Hi, I have a dataset with 16 kHz and 22 kHz, I did the preparation with ljspeech_preparation.yaml config with 22KHz, it works fine. But when I try to do the same dataset with a different sample rate it produces an error while doing compute statistics. I make sure that the sample rate on the config is appropriate for the dataset.

 ValueError: Found array with 0 sample(s) (shape=(0, 1)) while a minimum of 1 is required by StandardScaler. 

this is the config file

#                FEATURE EXTRACTION SETTING               #                                                                                                      
sampling_rate: 16000     # Sampling rate.                                                                                                                         
fft_size: 512           # FFT size.                                                                                                                               
hop_size: 256            # Hop size. (fixed value, don't change)                                                                                                 
win_length: null         # Window length.                                                                                                                                                # If set to null, it will be the same as fft_size.                                                                                       
window: "hann"           # Window function.                                                                                                                       
num_mels: 80             # Number of mel basis.                                                                                                                   
fmin: 80                 # Minimum freq in mel basis calculation.                                                                                                 
fmax: 8000               # Maximum frequency in mel basis calculation.                                                                                           
global_gain_scale: 1.0   # Will be multiplied to all of waveform.                                                                                                
trim_silence: true       # Whether to trim the start and end of silence.                                                                                         
trim_threshold_in_db: 60 # Need to tune carefully if the recording is not good.                                                                                  
trim_frame_size: 2048    # Frame size in trimming.                                                                                                               
trim_hop_size: 512       # Hop size in trimming.                                                                                                                  
format: "npy"            # Feature file format.

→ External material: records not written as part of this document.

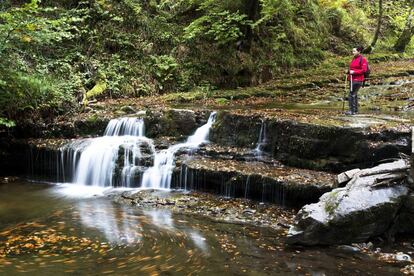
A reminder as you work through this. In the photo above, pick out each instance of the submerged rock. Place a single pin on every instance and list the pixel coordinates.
(366, 207)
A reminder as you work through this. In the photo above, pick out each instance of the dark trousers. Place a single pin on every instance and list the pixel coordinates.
(353, 97)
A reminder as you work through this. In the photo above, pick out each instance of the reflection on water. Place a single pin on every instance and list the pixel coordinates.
(115, 224)
(53, 235)
(161, 219)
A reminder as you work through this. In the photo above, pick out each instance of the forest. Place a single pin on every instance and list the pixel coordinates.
(55, 55)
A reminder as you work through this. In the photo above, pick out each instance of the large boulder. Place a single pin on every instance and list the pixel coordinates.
(368, 206)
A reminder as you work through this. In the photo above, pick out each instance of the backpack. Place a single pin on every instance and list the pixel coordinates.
(367, 73)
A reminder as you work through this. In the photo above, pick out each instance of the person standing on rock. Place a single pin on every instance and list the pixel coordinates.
(356, 72)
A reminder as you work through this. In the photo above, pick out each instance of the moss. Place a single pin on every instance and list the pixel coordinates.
(222, 101)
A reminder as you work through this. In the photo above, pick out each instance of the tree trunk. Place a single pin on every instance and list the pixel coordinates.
(378, 29)
(407, 33)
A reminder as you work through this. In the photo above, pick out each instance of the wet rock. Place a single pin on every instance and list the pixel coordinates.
(248, 212)
(354, 213)
(349, 248)
(401, 257)
(309, 145)
(346, 176)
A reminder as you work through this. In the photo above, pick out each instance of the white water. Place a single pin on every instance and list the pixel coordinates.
(94, 161)
(98, 162)
(125, 126)
(159, 176)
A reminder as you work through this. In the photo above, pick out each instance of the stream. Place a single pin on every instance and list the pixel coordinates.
(46, 231)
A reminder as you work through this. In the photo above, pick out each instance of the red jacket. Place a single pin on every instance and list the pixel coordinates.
(359, 68)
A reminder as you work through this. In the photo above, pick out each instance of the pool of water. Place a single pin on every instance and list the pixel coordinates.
(46, 232)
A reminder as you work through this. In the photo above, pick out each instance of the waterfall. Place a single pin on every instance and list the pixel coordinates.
(125, 126)
(110, 160)
(159, 176)
(120, 158)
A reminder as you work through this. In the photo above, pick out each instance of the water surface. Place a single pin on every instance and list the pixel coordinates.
(45, 232)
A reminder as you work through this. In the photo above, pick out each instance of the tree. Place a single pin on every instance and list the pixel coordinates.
(407, 32)
(378, 28)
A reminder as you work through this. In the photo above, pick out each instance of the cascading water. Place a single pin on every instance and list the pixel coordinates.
(111, 160)
(120, 158)
(159, 176)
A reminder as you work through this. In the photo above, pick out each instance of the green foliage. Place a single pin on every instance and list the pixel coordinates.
(222, 27)
(53, 52)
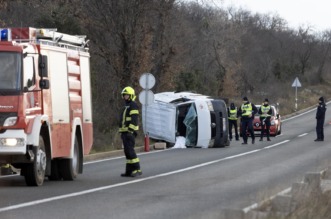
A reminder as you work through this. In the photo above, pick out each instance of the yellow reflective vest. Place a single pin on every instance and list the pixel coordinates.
(247, 109)
(264, 111)
(129, 117)
(233, 114)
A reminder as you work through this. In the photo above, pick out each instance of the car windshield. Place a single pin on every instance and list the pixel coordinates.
(187, 123)
(10, 68)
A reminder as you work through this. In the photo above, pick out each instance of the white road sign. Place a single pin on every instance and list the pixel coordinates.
(296, 82)
(147, 81)
(146, 97)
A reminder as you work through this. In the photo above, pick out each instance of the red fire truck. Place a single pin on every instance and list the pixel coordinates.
(45, 103)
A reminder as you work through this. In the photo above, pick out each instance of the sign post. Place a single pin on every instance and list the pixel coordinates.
(296, 84)
(146, 97)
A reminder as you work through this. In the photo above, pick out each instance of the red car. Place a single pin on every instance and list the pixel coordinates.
(276, 122)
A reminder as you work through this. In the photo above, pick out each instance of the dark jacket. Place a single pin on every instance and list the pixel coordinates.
(129, 117)
(242, 112)
(269, 112)
(320, 113)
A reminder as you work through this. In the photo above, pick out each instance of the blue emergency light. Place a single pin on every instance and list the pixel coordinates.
(5, 35)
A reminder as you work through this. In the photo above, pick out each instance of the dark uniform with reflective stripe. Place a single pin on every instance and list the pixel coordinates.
(265, 112)
(233, 118)
(320, 119)
(247, 112)
(128, 128)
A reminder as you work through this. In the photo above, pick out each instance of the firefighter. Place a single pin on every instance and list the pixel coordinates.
(265, 112)
(128, 129)
(233, 118)
(320, 119)
(247, 112)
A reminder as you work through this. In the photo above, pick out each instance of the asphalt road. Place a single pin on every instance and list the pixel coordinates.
(177, 183)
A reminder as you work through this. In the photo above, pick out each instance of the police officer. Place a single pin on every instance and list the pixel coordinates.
(320, 119)
(128, 129)
(247, 112)
(265, 112)
(233, 118)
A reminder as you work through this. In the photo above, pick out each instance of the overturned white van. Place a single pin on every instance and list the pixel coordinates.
(201, 120)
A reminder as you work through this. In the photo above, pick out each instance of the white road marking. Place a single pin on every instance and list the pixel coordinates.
(277, 144)
(75, 194)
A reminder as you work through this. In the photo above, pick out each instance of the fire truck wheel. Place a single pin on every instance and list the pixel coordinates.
(70, 167)
(35, 172)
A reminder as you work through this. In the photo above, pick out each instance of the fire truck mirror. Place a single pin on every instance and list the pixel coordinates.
(44, 84)
(43, 69)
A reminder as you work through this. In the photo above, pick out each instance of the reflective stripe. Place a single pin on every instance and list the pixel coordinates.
(136, 160)
(123, 129)
(247, 108)
(134, 112)
(134, 127)
(233, 114)
(265, 110)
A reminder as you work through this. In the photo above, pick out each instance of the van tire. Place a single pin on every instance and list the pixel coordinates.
(69, 168)
(34, 173)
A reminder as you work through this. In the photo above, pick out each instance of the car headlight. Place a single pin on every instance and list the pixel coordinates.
(10, 121)
(11, 142)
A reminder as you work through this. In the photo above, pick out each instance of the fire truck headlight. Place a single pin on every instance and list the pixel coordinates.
(12, 142)
(10, 121)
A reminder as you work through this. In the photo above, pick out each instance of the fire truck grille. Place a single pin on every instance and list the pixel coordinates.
(4, 116)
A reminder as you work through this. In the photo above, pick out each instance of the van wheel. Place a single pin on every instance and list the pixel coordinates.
(55, 172)
(34, 173)
(70, 167)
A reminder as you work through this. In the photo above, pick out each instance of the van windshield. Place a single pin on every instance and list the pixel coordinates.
(187, 123)
(10, 71)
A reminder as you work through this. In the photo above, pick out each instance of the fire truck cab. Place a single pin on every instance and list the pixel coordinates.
(45, 103)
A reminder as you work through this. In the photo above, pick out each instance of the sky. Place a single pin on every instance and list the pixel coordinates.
(313, 13)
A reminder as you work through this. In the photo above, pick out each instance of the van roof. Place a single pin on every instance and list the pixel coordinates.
(170, 97)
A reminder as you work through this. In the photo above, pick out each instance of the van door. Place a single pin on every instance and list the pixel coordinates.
(159, 121)
(204, 123)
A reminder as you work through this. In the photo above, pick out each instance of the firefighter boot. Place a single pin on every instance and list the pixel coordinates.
(128, 170)
(136, 170)
(136, 173)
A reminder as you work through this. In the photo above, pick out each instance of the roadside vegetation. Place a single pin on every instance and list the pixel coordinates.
(227, 53)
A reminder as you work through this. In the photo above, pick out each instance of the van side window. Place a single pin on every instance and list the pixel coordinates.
(29, 72)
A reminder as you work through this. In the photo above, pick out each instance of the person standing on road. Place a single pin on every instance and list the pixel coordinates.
(247, 112)
(128, 129)
(233, 118)
(265, 112)
(320, 119)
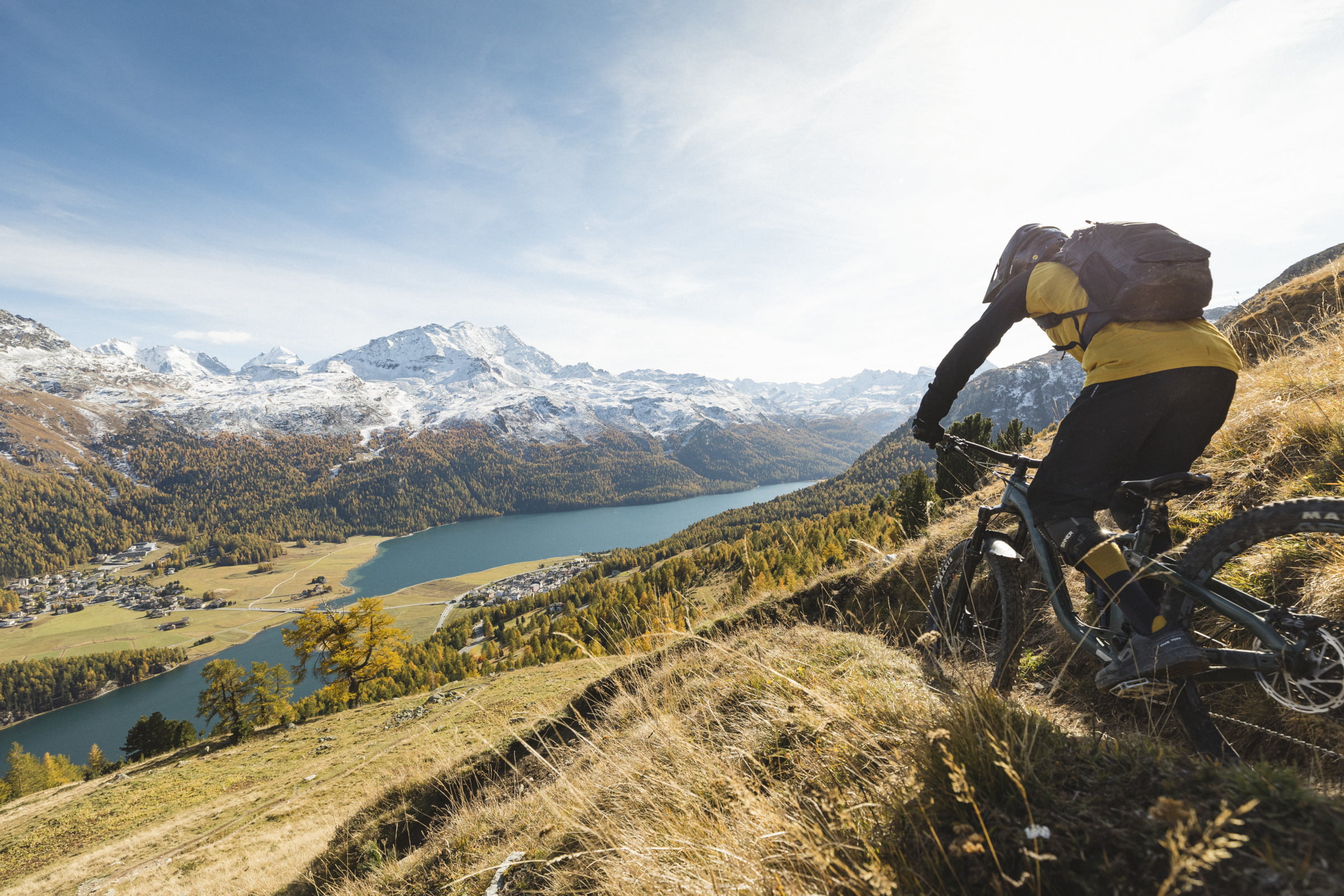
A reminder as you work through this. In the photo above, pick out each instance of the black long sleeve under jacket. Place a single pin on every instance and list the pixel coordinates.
(973, 348)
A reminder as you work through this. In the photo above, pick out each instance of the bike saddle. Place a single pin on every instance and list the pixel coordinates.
(1168, 487)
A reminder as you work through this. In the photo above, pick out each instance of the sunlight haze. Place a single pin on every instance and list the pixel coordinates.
(780, 191)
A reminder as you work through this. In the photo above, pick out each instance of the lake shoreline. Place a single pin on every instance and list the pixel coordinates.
(395, 564)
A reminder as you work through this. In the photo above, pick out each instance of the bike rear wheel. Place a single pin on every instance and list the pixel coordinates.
(1276, 553)
(982, 612)
(1284, 554)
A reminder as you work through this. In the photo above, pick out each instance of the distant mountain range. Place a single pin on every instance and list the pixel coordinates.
(428, 376)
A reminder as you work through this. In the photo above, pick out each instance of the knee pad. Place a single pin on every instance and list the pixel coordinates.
(1076, 536)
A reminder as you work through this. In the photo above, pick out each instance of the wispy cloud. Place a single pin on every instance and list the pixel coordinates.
(216, 336)
(780, 190)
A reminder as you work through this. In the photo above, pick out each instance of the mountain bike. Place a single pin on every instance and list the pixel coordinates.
(979, 600)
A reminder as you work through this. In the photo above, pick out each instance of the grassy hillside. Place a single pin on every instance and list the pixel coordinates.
(796, 743)
(226, 820)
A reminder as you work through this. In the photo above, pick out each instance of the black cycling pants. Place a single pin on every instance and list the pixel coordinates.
(1132, 429)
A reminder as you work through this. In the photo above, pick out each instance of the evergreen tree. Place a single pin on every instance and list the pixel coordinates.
(914, 503)
(269, 688)
(956, 473)
(97, 763)
(225, 696)
(1015, 437)
(26, 773)
(153, 735)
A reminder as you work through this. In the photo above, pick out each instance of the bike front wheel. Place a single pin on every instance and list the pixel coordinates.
(976, 606)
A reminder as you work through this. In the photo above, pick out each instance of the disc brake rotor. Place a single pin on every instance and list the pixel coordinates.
(1319, 687)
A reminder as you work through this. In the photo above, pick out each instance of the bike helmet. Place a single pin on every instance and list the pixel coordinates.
(1032, 245)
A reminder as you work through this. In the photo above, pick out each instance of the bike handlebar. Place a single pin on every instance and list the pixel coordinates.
(1003, 457)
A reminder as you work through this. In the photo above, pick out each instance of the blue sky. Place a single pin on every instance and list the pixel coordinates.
(773, 190)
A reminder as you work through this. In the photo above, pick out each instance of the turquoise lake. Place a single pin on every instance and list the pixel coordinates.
(433, 554)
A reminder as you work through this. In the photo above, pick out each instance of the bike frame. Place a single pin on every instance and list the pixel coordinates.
(1104, 642)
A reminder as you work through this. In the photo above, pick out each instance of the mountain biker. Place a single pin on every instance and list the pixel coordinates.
(1155, 395)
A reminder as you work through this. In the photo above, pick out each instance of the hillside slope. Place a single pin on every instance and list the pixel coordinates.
(799, 745)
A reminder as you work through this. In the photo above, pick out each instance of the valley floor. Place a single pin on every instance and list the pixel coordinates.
(248, 819)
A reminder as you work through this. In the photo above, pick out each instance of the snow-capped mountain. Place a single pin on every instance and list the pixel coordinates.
(166, 359)
(447, 355)
(427, 376)
(1038, 391)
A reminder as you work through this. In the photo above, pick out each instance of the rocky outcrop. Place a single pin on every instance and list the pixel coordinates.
(1037, 391)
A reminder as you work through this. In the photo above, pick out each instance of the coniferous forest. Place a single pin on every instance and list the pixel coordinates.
(160, 483)
(29, 687)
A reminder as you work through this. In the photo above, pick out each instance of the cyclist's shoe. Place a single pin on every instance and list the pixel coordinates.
(1170, 655)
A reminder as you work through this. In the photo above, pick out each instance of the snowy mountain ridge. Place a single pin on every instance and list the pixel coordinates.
(424, 376)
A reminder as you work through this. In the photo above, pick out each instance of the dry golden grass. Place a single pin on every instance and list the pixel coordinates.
(245, 819)
(1285, 318)
(799, 759)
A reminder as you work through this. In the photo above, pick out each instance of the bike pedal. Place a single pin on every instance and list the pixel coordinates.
(1143, 688)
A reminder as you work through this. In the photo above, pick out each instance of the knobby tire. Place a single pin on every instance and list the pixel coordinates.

Only "npy" is supported.  

Thank you for your answer.

dathudeptrai commented 3 years ago

@juunnn is the bug still exist ?

junaedifahmi commented 3 years ago

yeah. I use version 0.0 that I have installed before it works fine. with the newer version like 0.9 or 1.1, the problem persists.

dathudeptrai commented 3 years ago

@juunnn 0.0 is a master branch and it's a newest version :D. Pls pull the newest code :D .

junaedifahmi commented 3 years ago

I installed from pip for 0.9 version, but I build from github for the 0.0 version. Is that have any effect for the performance?